North Korean Sentenced to Death for Smuggling Squid Game

North Korea banned South Korea’s international hit TV show Squid Game, but it still became popular with North Koreans thanks to bootleg video. Radio Free Asia (RFA) reported Tuesday that the communist regime sentenced a man to death for smuggling USB flash drives containing Squid Game episodes into North Korea.

Squid Game is a gruesome over-the-top satire of heartless capitalism: desperate people participate in an underground game show where the prize is a huge pot of money, but the penalty for losing various children’s games is instant death. One of the more sympathetic participants in this bizarre contest is a North Korean refugee.

These attributes might seem to make the show palatable to the brutal communist regime in Pyongyang, but it maintains a strict ban against all South Korean entertainment. While North Korean state media took advantage of the show’s popularity to launch a few cheap shots at the “corruption” of South Korea’s “beastly” society, the regime fears its captive citizens might notice parallels with their own ugly government and miserable lives. There is one Korea where people really are mercilessly executed for violating trivial laws, and it isn’t the southern one.

Case in point: RFA reported on Tuesday that officials caught seven high school students illegally watching Squid Game, so they arrested the smuggler who allegedly sold them a USB drive containing episodes of the show and sentenced him to death by firing squad.
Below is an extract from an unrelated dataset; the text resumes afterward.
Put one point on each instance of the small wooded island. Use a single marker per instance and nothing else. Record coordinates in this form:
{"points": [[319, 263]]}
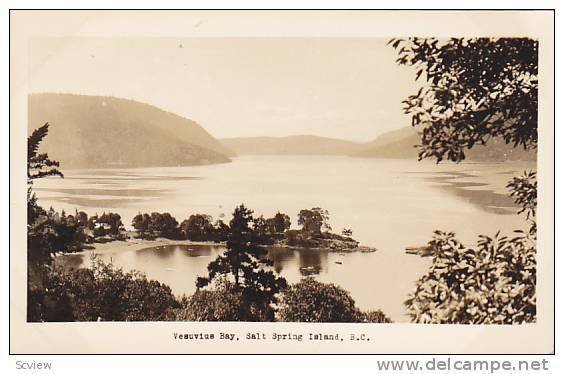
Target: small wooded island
{"points": [[315, 232]]}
“A student who bought a drive received a life sentence, while six others who watched the show have been sentenced to five years hard labor, and teachers and school administrators have been fired and face banishment to work in remote mines or themselves,” RFA added.

According to a source in North Korean law enforcement, a single high school student bought the USB drive from the smuggler, watched it with a friend, and then passed the drive around to others when the show became an underground word-of-mouth hit. The UK Daily Mail on Wednesday said the “smuggler” is himself another student at the school.

Someone reported the children to Surveillance Bureau Group 109, the government “strike force” that arrests and kills people who watch forbidden videos. The North Korean regime passed a law last year on the “Elimination of Reactionary Thought and Culture” that authorizes eliminating anyone who gives forbidden capitalist media to a minor.

The law apparently authorizes torturing the minors who watch forbidden media until they hand over everyone involved in procuring and watching the material:

“Residents are engulfed by anxiety, as the seven will be mercilessly interrogated until the authorities can find out how the drama was smuggled in with the border closed due to the coronavirus pandemic,” said the source.

“It means that the bloody winds of investigation and punishment will soon blow,” said the source, implying that a lengthy investigation would reveal the chain of distribution as each new person under investigation would be forced to tell where they got their copy from and who else they shared it with.

Punishments will not stop with the smuggler and students who viewed the video, however, as others with no connection to the incident will also be held responsible, according to the source.

RFA’s source said the government wants to make an example out of the Squid Game incident, so it has issued harsh penalties against school officials whose negligence ostensibly allowed the videos to circulate through their institution.

Another source, however, passed on rumors that at least one of the students who watched Squid Game was able to escape harsh punishment by paying a $3,000 bribe.

“Residents are complaining that the world is unfair because if parents have money and power even their children who are sentenced to death can be released,” the source said.

So, to recap: North Korea’s elite censorship commando unit is about to shoot someone for watching a show about people who get shot for losing at children’s games, and several high-school students will be tortured into making confessions, but one of them avoided torture because his rich parents paid a bribe. You can see why the regime in Pyongyang is nervous about allowing its captive population to watch Squid Game.